By George Harvey
Choosing new windows for a retrofit or new building can be a daunting experience for an ordinary person. There are numbers of choices that seem to go on endlessly. We can choose among installers, manufacturers, and designs. We can pick different materials, components, and construction.
On top of everything else, there are different standards used, which are not directly comparable. Most of us know simple conversions, such as changing a distance from kilometers to miles. Others are a bit more difficult, but pretty straightforward because a simple formula does the trick. But comparing window standards between those used in Europe and what we have in North America is somewhat daunting. Fortunately, there are professionals who are well-educated in these matters, and who are available locally.
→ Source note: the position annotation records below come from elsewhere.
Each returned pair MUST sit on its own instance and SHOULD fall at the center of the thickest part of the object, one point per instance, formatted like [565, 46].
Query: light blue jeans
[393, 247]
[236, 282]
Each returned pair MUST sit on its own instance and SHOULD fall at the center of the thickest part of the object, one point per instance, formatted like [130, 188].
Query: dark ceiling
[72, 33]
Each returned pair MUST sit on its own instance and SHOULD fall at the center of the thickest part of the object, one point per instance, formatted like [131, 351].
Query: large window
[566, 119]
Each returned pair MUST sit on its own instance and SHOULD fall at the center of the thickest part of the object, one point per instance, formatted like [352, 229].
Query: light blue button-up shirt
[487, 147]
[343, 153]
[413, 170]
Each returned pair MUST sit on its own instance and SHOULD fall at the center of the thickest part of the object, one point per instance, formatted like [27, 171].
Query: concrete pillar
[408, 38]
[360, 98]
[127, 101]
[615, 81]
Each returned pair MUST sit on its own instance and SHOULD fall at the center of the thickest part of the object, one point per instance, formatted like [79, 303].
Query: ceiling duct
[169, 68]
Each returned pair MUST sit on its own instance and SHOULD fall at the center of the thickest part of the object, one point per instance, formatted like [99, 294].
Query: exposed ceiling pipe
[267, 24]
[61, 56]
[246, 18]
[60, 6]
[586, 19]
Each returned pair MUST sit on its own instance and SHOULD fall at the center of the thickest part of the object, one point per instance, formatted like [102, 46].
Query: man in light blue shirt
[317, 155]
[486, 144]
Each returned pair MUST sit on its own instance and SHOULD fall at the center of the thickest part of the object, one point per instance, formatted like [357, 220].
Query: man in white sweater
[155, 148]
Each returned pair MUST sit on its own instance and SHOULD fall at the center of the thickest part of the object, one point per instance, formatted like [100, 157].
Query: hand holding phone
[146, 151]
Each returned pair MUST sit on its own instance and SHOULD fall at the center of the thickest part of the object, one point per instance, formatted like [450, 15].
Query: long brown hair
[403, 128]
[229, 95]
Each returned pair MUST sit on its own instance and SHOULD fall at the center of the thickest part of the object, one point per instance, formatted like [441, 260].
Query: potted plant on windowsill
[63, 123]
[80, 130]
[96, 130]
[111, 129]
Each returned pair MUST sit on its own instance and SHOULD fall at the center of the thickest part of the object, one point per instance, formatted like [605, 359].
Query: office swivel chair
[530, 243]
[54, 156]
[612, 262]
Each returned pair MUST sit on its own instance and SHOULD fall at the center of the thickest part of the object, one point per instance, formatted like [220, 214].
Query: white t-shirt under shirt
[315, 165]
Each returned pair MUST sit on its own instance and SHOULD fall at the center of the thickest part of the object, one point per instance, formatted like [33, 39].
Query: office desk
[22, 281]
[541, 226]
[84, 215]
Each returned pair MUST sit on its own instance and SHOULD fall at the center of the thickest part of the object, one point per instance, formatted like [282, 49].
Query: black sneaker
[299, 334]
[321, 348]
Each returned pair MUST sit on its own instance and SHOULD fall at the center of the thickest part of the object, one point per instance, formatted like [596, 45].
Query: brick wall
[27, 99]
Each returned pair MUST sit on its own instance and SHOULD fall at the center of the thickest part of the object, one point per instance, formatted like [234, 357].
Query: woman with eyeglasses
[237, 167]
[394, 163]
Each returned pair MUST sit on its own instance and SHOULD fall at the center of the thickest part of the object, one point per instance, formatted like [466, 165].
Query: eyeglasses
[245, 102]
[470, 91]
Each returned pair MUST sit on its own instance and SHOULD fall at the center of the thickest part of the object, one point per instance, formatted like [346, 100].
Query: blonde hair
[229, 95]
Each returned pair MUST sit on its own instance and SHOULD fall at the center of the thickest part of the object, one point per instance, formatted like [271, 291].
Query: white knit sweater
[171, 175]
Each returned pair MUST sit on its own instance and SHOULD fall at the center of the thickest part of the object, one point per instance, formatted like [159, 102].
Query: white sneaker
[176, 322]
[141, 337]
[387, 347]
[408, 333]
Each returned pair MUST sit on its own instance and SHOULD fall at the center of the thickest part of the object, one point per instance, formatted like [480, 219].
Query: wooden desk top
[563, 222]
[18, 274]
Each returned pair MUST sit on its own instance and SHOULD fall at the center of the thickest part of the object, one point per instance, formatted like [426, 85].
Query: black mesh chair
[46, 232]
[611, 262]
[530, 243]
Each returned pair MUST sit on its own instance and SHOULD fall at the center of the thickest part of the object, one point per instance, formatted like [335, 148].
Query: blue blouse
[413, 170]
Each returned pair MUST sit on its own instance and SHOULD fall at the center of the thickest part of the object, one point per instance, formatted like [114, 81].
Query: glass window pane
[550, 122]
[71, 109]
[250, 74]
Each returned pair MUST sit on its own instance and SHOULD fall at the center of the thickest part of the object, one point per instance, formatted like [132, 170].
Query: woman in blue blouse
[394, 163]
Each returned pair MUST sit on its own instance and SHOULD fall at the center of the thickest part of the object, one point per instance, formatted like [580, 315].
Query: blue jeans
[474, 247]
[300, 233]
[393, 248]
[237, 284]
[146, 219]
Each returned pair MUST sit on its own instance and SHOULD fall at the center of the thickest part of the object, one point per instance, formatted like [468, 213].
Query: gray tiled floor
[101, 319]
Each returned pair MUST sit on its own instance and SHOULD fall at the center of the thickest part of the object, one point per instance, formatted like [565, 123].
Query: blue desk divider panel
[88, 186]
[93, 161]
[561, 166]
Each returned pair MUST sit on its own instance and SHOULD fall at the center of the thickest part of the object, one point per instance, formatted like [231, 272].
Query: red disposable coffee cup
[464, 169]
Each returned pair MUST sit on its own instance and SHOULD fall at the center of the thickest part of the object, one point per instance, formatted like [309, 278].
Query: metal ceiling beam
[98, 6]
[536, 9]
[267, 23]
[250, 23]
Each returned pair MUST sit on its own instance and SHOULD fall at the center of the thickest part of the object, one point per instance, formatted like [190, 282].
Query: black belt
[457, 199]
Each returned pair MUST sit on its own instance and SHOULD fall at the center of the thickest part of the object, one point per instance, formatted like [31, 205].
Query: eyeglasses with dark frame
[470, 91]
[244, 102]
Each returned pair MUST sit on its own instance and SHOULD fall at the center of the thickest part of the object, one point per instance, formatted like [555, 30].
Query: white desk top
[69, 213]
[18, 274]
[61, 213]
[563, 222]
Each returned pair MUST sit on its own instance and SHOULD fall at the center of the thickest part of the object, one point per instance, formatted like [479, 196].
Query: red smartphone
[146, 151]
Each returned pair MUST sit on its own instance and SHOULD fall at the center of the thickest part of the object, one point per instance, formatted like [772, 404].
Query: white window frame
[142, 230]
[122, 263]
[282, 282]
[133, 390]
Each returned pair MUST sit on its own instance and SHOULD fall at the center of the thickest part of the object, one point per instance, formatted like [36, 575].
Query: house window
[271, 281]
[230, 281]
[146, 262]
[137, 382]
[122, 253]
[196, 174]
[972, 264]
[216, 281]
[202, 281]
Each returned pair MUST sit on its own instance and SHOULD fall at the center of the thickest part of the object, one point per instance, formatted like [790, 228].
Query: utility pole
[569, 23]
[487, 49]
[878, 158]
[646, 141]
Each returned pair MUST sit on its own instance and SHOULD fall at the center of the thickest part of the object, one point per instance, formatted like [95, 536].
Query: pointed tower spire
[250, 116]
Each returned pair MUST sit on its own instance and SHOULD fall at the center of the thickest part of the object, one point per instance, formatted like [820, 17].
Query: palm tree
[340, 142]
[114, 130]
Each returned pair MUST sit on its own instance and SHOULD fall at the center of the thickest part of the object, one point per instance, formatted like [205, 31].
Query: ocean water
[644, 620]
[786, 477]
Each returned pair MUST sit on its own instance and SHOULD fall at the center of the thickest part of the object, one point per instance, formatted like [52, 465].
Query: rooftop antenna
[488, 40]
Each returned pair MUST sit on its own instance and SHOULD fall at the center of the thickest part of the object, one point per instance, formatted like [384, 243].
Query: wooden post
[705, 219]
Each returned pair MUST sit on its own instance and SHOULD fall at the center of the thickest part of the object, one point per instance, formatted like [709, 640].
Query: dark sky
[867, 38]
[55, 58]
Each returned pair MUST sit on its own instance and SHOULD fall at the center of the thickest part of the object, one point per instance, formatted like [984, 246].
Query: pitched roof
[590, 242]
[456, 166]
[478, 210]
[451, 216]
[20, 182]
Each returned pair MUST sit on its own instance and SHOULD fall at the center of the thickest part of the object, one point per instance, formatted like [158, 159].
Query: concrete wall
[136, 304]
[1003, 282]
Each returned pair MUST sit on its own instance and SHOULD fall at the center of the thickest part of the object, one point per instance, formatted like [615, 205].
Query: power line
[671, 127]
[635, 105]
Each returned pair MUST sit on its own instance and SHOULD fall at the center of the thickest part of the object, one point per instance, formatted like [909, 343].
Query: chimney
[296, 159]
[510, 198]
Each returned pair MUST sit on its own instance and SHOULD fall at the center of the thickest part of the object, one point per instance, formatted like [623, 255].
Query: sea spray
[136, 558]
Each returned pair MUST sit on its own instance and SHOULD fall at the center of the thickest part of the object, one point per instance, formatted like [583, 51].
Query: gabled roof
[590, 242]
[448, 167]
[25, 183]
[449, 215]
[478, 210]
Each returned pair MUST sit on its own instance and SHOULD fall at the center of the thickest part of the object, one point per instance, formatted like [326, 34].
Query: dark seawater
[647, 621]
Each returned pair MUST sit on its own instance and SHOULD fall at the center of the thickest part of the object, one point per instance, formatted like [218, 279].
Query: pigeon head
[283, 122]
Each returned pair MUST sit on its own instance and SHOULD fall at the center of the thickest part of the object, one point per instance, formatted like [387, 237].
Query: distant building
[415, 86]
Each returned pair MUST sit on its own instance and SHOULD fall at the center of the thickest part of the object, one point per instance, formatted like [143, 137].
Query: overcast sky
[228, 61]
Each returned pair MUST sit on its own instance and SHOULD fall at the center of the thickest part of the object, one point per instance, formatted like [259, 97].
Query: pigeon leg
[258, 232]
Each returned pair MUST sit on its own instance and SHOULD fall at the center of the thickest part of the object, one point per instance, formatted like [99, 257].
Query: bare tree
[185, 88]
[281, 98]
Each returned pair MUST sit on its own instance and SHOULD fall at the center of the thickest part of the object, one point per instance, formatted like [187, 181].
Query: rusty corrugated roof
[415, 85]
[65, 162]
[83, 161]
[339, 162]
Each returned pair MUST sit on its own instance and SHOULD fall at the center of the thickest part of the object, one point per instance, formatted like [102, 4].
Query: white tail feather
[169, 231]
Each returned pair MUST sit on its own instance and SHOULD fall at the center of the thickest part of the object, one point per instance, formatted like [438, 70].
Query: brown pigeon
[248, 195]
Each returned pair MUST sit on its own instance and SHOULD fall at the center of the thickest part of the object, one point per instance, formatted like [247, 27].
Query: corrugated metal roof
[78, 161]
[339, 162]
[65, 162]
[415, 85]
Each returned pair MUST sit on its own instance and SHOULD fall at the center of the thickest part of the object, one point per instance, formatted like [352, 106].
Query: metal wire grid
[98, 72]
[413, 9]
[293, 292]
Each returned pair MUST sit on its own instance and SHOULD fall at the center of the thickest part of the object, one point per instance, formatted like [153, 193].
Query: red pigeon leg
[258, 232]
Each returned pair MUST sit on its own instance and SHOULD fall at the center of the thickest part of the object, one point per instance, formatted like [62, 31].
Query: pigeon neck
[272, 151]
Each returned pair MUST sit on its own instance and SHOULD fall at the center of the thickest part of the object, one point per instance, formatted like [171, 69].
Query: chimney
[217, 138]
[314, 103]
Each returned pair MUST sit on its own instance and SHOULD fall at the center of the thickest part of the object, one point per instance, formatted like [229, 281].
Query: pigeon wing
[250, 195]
What we need is not to understand window construction and the meanings of all of the standards. What we need is to be able to connect with professionals who understand the issues and can advise on them with reliable advice. These are experts in installation and manufacture.
Loewen Window Center of Vermont & New Hampshire
Steve Cary, of Loewen Window Center of Vermont & New Hampshire, is an expert on the subject. He told us, “It’s apples versus oranges on the testing.” Explaining this further, he pointed out that the European standard was developed with Passive House (PH) standards in mind. German engineering, in particular, is careful and thorough. Nevertheless, he also says many of the North American products are very good, and added, “While many European products are indeed very good – it’s not as [greatly] spread as commonly thought.”
He explained, “Many of our lines have been used in PH projects, but only one (Tanner) has a certified PH window. The performance claims are only as good as the certification and in the North American market that’s the NFRC label.” He is referring to the National Fenestration Rating Council. Though the ratings are different, they are nonetheless useful for comparing windows rated under the same standards.
Cary says the Tanner products, which are certified for PH, are the most expensive. They are of “tilt/turn” design, with minimal framing showing to the exterior and are engineered to European standards. He says Loewen’s own products are less expensive, but the company has been manufacturing triple-glazed windows since 1973, making it the most experienced major maker of such windows in the United States. Even less expensive are the Comfort Line Fiberframe, the oldest US fiberglass window manufacturer; they are followed, among the products Cary represents, by Kohltech windows, which include triple-glazed models in a number of product types, including tilt/turns windows, casements windows, and a new single-hung series.
The web site for Loewen Window Center of Vermont & New Hampshire is www.loewenvtnh.com.
Menck Windows, based in Chicopee, Massachusetts, manufactures high performance, German engineered tilt-turn windows, win-doors, swinging doors, and lift and slide doors. With their designs, product quality and performance is guaranteed through European testing and trade federations. Their tilt-turn type windows provide superior performance with wind and water infiltration and are tested to withstand high loads.
Alan B. Wall, Director of Sales and Marketing, spoke to the importance of triple-glazing, saying, “Not only does triple glazing increase thermal performance, it increases interior comfort (the interior pane of glass ends up being much warmer, so you do not feel the ‘convected cold’ that’s present with double glazing on cold days) and a much quieter interior.”
Menck’s website is menckwindows.com.
Intus is a window manufacturer based in Fairfax, Virginia. Marketing Executive Ema Klimaite pointed out the importance of proper window and door installation as a very important part of the process. “You may purchase the most expensive products, but if they are poorly installed it will result in a potential loss in energy savings.” She also commented on the importance of efficient design. “A typical dual pane window has a R-value of R2 to R3. Intus Windows’ triple pane lineup have an average R-value of R7.”
There are a number of choices that can be made, and there is no single choice that is best under all circumstances. Perhaps the best advice is that unless you are an expert on windows, it pays to have the help of someone who is.